Chances are, there’s more people in my network like my brilliant foreign policy friend than my neighbor who runs a small business. The new AI tools are wrapped in deceptively simple interfaces that offer few hints on how they can be leveraged well. Even a software engineering background like my neighbor has, buried under decades of disdain and avoidance, gives you a substantial leg up. Using them well takes the right mental models about how they work, a fair bit of curiosity and tenacity, a willingness to have unseemly sagas, and the aplomb to climb out of the troughs of those sagas to try again. And all of that needs to seem beneficial enough to risk being seen as a “cheater.”
My Ida API
While AI pushed Lee Sedol to be even better at something he was already world-class in, AI can also help fill in the gaps where you may struggle. Unlike my brilliant foreign policy friend, I read quite slowly and labor to summarize insights.
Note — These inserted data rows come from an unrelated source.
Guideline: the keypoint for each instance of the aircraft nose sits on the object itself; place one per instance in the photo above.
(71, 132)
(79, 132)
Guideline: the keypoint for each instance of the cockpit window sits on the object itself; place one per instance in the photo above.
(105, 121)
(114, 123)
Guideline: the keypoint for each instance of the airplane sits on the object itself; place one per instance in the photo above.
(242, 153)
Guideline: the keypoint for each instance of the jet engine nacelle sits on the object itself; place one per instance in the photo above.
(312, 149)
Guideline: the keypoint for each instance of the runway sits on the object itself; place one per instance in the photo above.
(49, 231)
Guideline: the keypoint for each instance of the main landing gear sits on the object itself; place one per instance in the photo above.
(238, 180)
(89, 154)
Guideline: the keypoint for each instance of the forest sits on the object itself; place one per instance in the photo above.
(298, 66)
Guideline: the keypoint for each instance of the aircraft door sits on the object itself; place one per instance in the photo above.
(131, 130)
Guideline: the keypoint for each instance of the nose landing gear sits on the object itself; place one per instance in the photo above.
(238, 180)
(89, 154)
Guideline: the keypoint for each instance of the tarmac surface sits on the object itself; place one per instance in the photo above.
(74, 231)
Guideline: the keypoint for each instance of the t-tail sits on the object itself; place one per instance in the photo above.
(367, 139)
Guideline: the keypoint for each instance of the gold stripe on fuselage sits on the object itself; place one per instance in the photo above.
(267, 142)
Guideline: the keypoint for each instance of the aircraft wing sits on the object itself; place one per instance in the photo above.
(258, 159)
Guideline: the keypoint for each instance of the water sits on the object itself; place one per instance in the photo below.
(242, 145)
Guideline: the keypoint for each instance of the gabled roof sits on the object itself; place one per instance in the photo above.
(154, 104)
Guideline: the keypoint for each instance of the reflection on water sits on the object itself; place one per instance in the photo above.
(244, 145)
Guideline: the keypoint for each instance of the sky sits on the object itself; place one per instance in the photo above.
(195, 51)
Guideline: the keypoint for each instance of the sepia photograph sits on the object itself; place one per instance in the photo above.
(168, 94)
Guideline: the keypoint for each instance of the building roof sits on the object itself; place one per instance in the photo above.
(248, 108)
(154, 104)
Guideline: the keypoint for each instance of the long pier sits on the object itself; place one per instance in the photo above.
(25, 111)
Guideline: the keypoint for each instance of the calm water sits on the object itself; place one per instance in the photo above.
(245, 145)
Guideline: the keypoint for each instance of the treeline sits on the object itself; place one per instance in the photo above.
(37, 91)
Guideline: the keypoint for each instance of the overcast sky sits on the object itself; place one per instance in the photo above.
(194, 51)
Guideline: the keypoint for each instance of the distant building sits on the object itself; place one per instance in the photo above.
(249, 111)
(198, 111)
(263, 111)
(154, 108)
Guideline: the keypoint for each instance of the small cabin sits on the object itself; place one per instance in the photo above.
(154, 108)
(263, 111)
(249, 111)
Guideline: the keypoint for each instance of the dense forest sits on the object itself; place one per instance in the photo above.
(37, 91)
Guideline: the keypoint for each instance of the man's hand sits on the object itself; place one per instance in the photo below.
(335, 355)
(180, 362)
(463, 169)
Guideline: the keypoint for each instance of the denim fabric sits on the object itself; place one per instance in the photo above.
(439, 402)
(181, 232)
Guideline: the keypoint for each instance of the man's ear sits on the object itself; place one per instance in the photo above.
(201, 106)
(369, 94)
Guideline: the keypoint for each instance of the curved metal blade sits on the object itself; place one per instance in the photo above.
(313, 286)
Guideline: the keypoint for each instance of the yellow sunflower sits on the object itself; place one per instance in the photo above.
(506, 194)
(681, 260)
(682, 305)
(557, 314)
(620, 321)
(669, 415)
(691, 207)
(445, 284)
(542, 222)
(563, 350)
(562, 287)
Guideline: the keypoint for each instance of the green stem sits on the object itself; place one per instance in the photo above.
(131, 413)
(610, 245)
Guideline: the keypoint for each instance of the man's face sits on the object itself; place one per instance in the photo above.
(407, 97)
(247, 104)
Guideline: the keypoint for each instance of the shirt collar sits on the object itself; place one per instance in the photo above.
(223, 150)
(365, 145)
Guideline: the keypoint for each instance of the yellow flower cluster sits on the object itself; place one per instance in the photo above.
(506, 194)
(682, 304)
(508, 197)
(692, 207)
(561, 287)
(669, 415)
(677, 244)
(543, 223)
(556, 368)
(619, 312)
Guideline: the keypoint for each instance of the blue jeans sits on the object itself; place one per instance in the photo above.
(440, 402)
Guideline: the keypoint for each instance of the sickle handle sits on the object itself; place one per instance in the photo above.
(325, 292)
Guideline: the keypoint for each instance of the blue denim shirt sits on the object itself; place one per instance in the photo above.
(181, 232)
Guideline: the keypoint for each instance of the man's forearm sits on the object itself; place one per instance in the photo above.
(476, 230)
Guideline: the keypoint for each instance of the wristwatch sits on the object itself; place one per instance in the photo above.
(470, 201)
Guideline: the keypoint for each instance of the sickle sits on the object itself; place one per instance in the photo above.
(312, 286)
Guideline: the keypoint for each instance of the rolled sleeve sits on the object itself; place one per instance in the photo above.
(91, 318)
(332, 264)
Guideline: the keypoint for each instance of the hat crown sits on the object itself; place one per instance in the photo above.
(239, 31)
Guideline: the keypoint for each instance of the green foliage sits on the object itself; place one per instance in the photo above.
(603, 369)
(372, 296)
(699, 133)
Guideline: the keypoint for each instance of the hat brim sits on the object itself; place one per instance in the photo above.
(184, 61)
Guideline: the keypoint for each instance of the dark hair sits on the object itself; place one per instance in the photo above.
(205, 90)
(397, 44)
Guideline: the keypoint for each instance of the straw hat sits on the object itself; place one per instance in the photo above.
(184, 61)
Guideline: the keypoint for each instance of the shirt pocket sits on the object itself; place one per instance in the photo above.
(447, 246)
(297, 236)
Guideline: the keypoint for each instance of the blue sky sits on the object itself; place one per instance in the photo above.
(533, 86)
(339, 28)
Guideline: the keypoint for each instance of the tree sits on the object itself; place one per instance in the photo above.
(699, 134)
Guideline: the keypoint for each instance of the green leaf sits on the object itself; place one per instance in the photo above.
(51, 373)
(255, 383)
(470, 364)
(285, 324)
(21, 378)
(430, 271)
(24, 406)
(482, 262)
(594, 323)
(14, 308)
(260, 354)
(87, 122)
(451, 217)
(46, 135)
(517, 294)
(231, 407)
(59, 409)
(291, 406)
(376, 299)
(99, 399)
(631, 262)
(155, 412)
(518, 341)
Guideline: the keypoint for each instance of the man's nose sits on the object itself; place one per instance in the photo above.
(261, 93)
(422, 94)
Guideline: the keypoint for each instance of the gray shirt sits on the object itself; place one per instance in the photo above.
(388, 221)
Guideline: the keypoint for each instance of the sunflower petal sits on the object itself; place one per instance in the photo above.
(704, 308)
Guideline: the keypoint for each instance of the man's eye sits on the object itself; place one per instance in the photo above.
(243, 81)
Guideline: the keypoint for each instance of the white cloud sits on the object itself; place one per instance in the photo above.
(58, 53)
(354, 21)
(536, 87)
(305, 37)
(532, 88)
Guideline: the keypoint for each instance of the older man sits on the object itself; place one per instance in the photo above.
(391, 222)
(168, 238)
That’s because I have dyslexia and inattentive ADHD.
I’ve taken various tests to measure my ingrained aptitudes so I can understand the nature of my cognitive disabilities and work with them smartly. (These tests have blissfully revealed a range of cognitive superabilities that explain why I am able to compensate as well as I do.) The test results are a pile of numbers, percentages, and scores. The generative AI models know exactly what these results mean. It’s baked in through their training data.
I gave my test results to an AI and asked it to boil them down into the most concise possible format so other AIs could read the data and understand the kind of brain they are talking to when they talk to me. I call it my Ida API. Like most APIs, it’s not particularly readable to a layperson. It’s also very compact, at less than 350 words. I make sure the Ida API is front-loaded into the chatbots I use. As a result, the bots proactively anticipate what’s going to work for my brain and what might trip me up. When assessing various opportunities or interests, it points out where I might sail through common challenges with ease and where I might get overloaded by things that others don’t bat an eye at. It suggests visual-spatial or conceptually holistic approaches to tasks to leverage my strengths.
I describe this dispassionately as a pragmatic thing, but it is also deeply emotional. The first time Claude unexpectedly used my Ida API to make a pragmatic suggestion on how to approach a task, I felt a visceral emotional release lurch through me. The thought crossed my mind, “Oh my god! Someone understands! Someone cares!,” knowing full well that is not what is going on technically. But the emotional response points to a deep need being fulfilled. I can relate so deeply to this kid bursting into tears the first time he puts on color blindness correction glasses. I sobbed intensely when I first watched this unassuming, amateurish video.
For me, my AI setup is those glasses. Even momentary relief from an invisible disability lightens the persistent grief and distress we carry by having these conditions.
Will my Claude Code setup with the Ida API lead to a personal Move 78? Maybe! But does it matter? Do I need to be world-class? Or do I just need to enjoy being me? Working this way feels different in a resonant way. It’s healing over old agonies, creating excitement, and seeding trepidations about the negative externalities all at once.